[<prev] [next>] [<thread-prev] [thread-next>] [day] [month] [year] [list]
Message-ID: <cdf00201-b24c-0337-a49f-01df61a45fd1@redhat.com>
Date: Wed, 17 Mar 2021 14:15:38 +0100
From: Paolo Bonzini <pbonzini@...hat.com>
To: Sean Christopherson <seanjc@...gle.com>
Cc: Vitaly Kuznetsov <vkuznets@...hat.com>,
Wanpeng Li <wanpengli@...cent.com>,
Jim Mattson <jmattson@...gle.com>,
Joerg Roedel <joro@...tes.org>, kvm@...r.kernel.org,
linux-kernel@...r.kernel.org, Alexander Graf <graf@...zon.com>,
Yuan Yao <yaoyuan0329os@...il.com>
Subject: Re: [PATCH 1/4] KVM: x86: Protect userspace MSR filter with SRCU, and
set atomically-ish
On 16/03/21 19:44, Sean Christopherson wrote:
> Fix a plethora of issues with MSR filtering by installing the resulting
> filter as an atomic bundle instead of updating the live filter one range
> at a time. The KVM_X86_SET_MSR_FILTER ioctl() isn't truly atomic, as
> the hardware MSR bitmaps won't be updated until the next VM-Enter, but
> the relevant software struct is atomically updated, which is what KVM
> really needs.
>
> Similar to the approach used for modifying memslots, make arch.msr_filter
> a SRCU-protected pointer, do all the work configuring the new filter
> outside of kvm->lock, and then acquire kvm->lock only when the new filter
> has been vetted and created. That way vCPU readers either see the old
> filter or the new filter in their entirety, not some half-baked state.
>
> Yuan Yao pointed out a use-after-free in ksm_msr_allowed() due to a
> TOCTOU bug, but that's just the tip of the iceberg...
>
> - Nothing is __rcu annotated, making it nigh impossible to audit the
> code for correctness.
> - kvm_add_msr_filter() has an unpaired smp_wmb(). Violation of kernel
> coding style aside, the lack of a smb_rmb() anywhere casts all code
> into doubt.
> - kvm_clear_msr_filter() has a double free TOCTOU bug, as it grabs
> count before taking the lock.
> - kvm_clear_msr_filter() also has memory leak due to the same TOCTOU bug.
>
> The entire approach of updating the live filter is also flawed. While
> installing a new filter is inherently racy if vCPUs are running, fixing
> the above issues also makes it trivial to ensure certain behavior is
> deterministic, e.g. KVM can provide deterministic behavior for MSRs with
> identical settings in the old and new filters. An atomic update of the
> filter also prevents KVM from getting into a half-baked state, e.g. if
> installing a filter fails, the existing approach would leave the filter
> in a half-baked state, having already committed whatever bits of the
> filter were already processed.
>
> [*] https://lkml.kernel.org/r/20210312083157.25403-1-yaoyuan0329os@gmail.com
>
> Fixes: 1a155254ff93 ("KVM: x86: Introduce MSR filtering")

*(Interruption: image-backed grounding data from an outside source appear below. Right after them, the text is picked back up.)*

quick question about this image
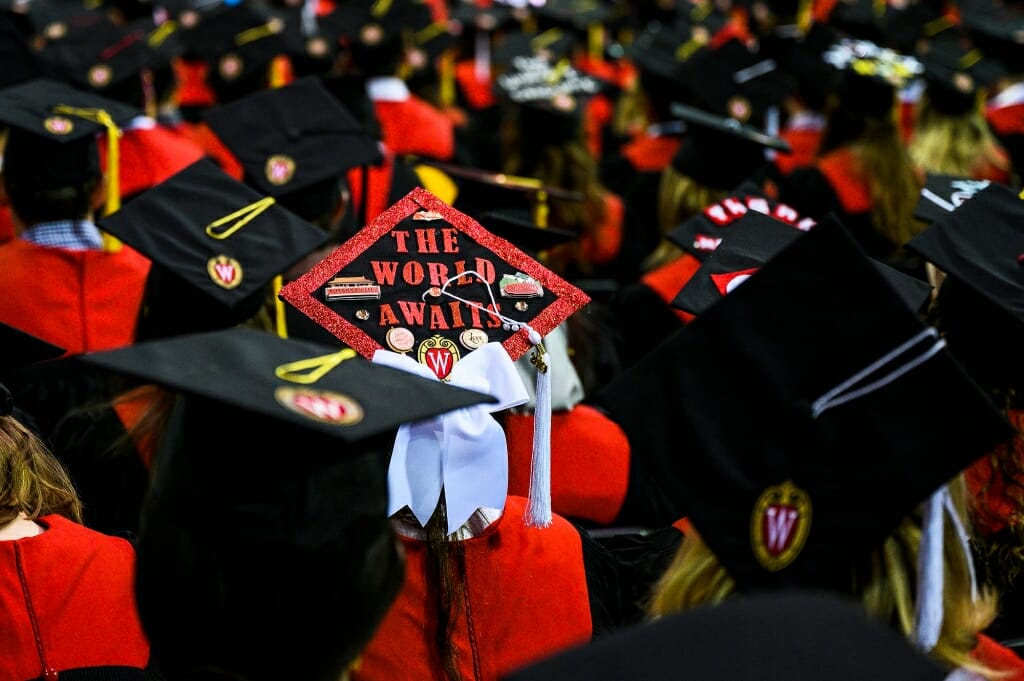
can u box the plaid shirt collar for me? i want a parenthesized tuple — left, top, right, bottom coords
(20, 220, 104, 251)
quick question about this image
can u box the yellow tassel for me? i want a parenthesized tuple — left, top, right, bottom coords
(534, 189, 548, 228)
(273, 274, 288, 338)
(439, 49, 455, 109)
(588, 25, 604, 62)
(52, 105, 123, 251)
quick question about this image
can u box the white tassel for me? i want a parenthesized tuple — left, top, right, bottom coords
(524, 327, 552, 528)
(913, 487, 946, 652)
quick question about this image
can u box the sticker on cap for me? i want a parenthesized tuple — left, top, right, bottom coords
(751, 480, 811, 571)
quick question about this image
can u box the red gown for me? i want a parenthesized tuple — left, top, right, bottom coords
(353, 496, 593, 681)
(0, 240, 150, 354)
(0, 514, 150, 680)
(373, 95, 456, 162)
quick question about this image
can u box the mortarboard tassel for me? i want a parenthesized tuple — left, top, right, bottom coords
(52, 105, 123, 251)
(913, 487, 946, 652)
(434, 271, 554, 528)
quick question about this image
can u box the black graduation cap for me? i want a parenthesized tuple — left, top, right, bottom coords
(821, 37, 923, 118)
(35, 19, 146, 94)
(905, 182, 1024, 391)
(959, 1, 1024, 72)
(493, 53, 604, 137)
(0, 320, 66, 371)
(201, 75, 383, 207)
(671, 213, 934, 317)
(98, 157, 330, 339)
(669, 102, 791, 191)
(593, 221, 1012, 581)
(280, 187, 591, 379)
(918, 41, 995, 117)
(449, 1, 515, 34)
(0, 12, 42, 89)
(913, 173, 991, 225)
(477, 207, 577, 256)
(503, 590, 949, 681)
(625, 21, 703, 110)
(82, 326, 494, 680)
(492, 28, 577, 69)
(666, 181, 815, 260)
(178, 3, 290, 102)
(78, 326, 495, 443)
(532, 0, 614, 33)
(321, 0, 431, 77)
(0, 77, 141, 200)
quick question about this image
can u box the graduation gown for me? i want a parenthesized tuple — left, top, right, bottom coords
(503, 405, 632, 526)
(353, 497, 603, 681)
(372, 94, 456, 162)
(99, 123, 207, 201)
(0, 240, 150, 355)
(0, 515, 150, 680)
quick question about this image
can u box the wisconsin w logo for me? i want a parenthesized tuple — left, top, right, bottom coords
(417, 335, 461, 380)
(750, 480, 812, 572)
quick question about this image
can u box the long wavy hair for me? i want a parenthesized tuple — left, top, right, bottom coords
(642, 166, 728, 271)
(647, 485, 1001, 678)
(0, 413, 82, 526)
(819, 103, 924, 247)
(909, 95, 1009, 179)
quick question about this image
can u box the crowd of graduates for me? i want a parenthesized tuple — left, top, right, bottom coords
(1, 0, 1024, 678)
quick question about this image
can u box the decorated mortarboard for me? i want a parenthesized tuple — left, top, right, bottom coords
(594, 220, 1012, 580)
(504, 590, 949, 681)
(913, 173, 990, 225)
(201, 75, 383, 198)
(492, 28, 577, 69)
(666, 181, 815, 259)
(905, 182, 1024, 389)
(671, 213, 934, 317)
(0, 77, 142, 219)
(98, 158, 330, 337)
(822, 37, 923, 117)
(78, 326, 494, 443)
(0, 320, 66, 370)
(280, 187, 591, 379)
(493, 54, 604, 119)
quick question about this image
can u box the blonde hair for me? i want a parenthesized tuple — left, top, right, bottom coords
(909, 96, 1009, 179)
(0, 414, 82, 526)
(648, 482, 1002, 678)
(643, 166, 728, 271)
(848, 117, 924, 247)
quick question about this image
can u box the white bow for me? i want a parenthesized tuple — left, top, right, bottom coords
(372, 342, 529, 534)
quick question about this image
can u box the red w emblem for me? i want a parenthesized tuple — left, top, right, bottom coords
(417, 335, 461, 380)
(275, 388, 363, 425)
(207, 255, 243, 290)
(751, 481, 812, 571)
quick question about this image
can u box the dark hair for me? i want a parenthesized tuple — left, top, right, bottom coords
(137, 396, 405, 681)
(2, 133, 101, 225)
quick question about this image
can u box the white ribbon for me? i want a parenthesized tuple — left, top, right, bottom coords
(373, 342, 528, 535)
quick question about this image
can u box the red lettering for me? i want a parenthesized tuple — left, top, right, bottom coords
(390, 230, 410, 253)
(427, 262, 449, 287)
(397, 300, 426, 325)
(468, 302, 483, 328)
(795, 217, 816, 232)
(415, 228, 439, 254)
(370, 260, 399, 285)
(379, 304, 399, 326)
(428, 305, 449, 330)
(402, 261, 425, 285)
(448, 301, 465, 328)
(722, 197, 747, 218)
(484, 303, 502, 329)
(475, 258, 495, 284)
(441, 228, 459, 253)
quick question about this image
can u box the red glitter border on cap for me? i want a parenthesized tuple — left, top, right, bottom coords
(279, 187, 591, 361)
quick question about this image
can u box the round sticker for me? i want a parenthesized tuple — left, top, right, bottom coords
(88, 64, 112, 89)
(43, 116, 74, 136)
(219, 53, 244, 81)
(386, 327, 415, 353)
(360, 23, 383, 45)
(726, 95, 751, 122)
(459, 329, 488, 350)
(275, 387, 364, 425)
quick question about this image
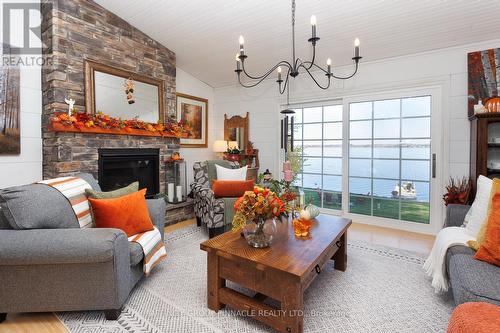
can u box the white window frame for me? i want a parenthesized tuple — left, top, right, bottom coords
(281, 86, 443, 235)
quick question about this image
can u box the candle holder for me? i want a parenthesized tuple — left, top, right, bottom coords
(165, 159, 187, 204)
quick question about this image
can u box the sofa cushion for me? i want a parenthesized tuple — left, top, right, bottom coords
(447, 245, 475, 257)
(448, 249, 500, 305)
(86, 181, 139, 199)
(464, 175, 492, 237)
(129, 242, 144, 266)
(474, 192, 500, 266)
(89, 189, 154, 237)
(0, 208, 11, 229)
(0, 184, 79, 229)
(447, 302, 500, 333)
(77, 172, 101, 191)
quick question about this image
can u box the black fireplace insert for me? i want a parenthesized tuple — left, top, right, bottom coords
(98, 148, 159, 198)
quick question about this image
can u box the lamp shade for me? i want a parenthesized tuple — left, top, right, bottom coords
(212, 140, 228, 152)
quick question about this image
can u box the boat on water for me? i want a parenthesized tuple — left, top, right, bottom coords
(392, 181, 417, 200)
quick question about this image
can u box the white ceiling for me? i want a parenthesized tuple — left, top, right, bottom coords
(96, 0, 500, 88)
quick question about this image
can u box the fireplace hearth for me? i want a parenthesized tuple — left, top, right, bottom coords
(98, 148, 160, 198)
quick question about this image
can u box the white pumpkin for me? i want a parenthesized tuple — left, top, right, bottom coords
(299, 209, 311, 220)
(305, 203, 320, 218)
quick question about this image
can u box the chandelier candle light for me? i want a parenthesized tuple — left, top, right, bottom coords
(234, 0, 362, 97)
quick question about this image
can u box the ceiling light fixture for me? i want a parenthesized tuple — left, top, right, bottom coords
(234, 0, 362, 112)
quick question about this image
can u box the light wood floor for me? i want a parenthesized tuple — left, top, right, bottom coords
(0, 218, 435, 333)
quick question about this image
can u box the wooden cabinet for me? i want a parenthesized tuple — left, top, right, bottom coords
(470, 113, 500, 185)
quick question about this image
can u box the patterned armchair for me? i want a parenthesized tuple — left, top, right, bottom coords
(191, 160, 239, 238)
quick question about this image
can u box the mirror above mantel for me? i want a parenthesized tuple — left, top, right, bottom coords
(84, 60, 165, 123)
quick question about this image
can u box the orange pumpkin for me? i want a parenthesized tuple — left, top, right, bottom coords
(485, 97, 500, 113)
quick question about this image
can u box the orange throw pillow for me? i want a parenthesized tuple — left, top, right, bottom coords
(475, 192, 500, 266)
(88, 189, 154, 237)
(212, 180, 254, 198)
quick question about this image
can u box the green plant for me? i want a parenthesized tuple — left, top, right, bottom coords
(287, 144, 303, 178)
(226, 147, 241, 154)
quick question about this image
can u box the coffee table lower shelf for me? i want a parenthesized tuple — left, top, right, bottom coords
(204, 231, 348, 333)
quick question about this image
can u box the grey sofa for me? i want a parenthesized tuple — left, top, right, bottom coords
(0, 173, 166, 322)
(445, 204, 500, 306)
(191, 160, 240, 238)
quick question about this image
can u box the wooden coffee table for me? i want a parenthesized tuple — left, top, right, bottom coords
(200, 214, 351, 333)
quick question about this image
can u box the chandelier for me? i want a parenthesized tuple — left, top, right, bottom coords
(234, 0, 362, 101)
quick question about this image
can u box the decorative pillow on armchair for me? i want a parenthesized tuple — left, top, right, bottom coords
(88, 189, 154, 237)
(212, 180, 254, 198)
(215, 164, 247, 180)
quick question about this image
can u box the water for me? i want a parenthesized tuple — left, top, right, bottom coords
(298, 145, 431, 202)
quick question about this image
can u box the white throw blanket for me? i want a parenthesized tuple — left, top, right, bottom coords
(423, 227, 475, 293)
(128, 227, 167, 276)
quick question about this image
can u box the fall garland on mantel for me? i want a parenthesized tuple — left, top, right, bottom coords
(49, 111, 191, 138)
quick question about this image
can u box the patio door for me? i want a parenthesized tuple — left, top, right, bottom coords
(343, 88, 442, 230)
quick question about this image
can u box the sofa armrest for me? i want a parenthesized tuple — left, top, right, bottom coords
(0, 228, 129, 266)
(146, 198, 166, 239)
(445, 204, 471, 228)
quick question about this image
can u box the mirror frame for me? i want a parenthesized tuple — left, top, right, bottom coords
(224, 112, 249, 150)
(84, 59, 165, 123)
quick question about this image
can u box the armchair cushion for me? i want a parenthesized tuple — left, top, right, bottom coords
(0, 228, 128, 266)
(0, 184, 79, 230)
(215, 164, 248, 180)
(207, 160, 238, 183)
(212, 180, 253, 198)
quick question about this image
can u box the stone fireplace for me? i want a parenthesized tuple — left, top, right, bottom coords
(40, 0, 177, 194)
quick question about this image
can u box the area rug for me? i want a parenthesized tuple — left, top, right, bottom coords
(57, 225, 454, 333)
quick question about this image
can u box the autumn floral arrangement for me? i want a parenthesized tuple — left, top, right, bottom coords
(50, 111, 191, 138)
(232, 186, 288, 247)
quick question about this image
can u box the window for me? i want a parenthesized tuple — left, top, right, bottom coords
(348, 96, 431, 223)
(293, 104, 343, 210)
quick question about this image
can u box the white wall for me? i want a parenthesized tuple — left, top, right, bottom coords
(0, 66, 42, 188)
(176, 68, 217, 183)
(215, 40, 500, 177)
(0, 0, 43, 188)
(213, 39, 500, 233)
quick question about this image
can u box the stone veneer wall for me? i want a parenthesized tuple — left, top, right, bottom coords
(41, 0, 177, 193)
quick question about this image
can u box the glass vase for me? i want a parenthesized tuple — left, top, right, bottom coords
(243, 217, 277, 248)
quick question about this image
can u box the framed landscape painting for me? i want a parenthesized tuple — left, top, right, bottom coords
(468, 48, 500, 117)
(0, 66, 20, 155)
(176, 93, 208, 148)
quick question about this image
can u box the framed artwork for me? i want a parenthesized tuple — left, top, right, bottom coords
(468, 48, 500, 117)
(176, 93, 208, 147)
(0, 66, 20, 155)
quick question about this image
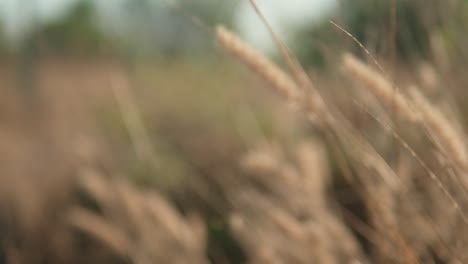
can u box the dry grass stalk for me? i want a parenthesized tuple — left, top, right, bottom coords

> Cc: stable@...r.kernel.org
> Cc: Alexander Graf <graf@...zon.com>
> Reported-by: Yuan Yao <yaoyuan0329os@...il.com>
> Signed-off-by: Sean Christopherson <seanjc@...gle.com>
> ---
> Documentation/virt/kvm/api.rst | 6 +-
> arch/x86/include/asm/kvm_host.h | 17 ++---
> arch/x86/kvm/x86.c | 109 +++++++++++++++++++-------------
> 3 files changed, 78 insertions(+), 54 deletions(-)
>
> diff --git a/Documentation/virt/kvm/api.rst b/Documentation/virt/kvm/api.rst
> index 38e327d4b479..2898d3e86b08 100644
> --- a/Documentation/virt/kvm/api.rst
> +++ b/Documentation/virt/kvm/api.rst
> @@ -4806,8 +4806,10 @@ If an MSR access is not permitted through the filtering, it generates a
> allows user space to deflect and potentially handle various MSR accesses
> into user space.
>
> -If a vCPU is in running state while this ioctl is invoked, the vCPU may
> -experience inconsistent filtering behavior on MSR accesses.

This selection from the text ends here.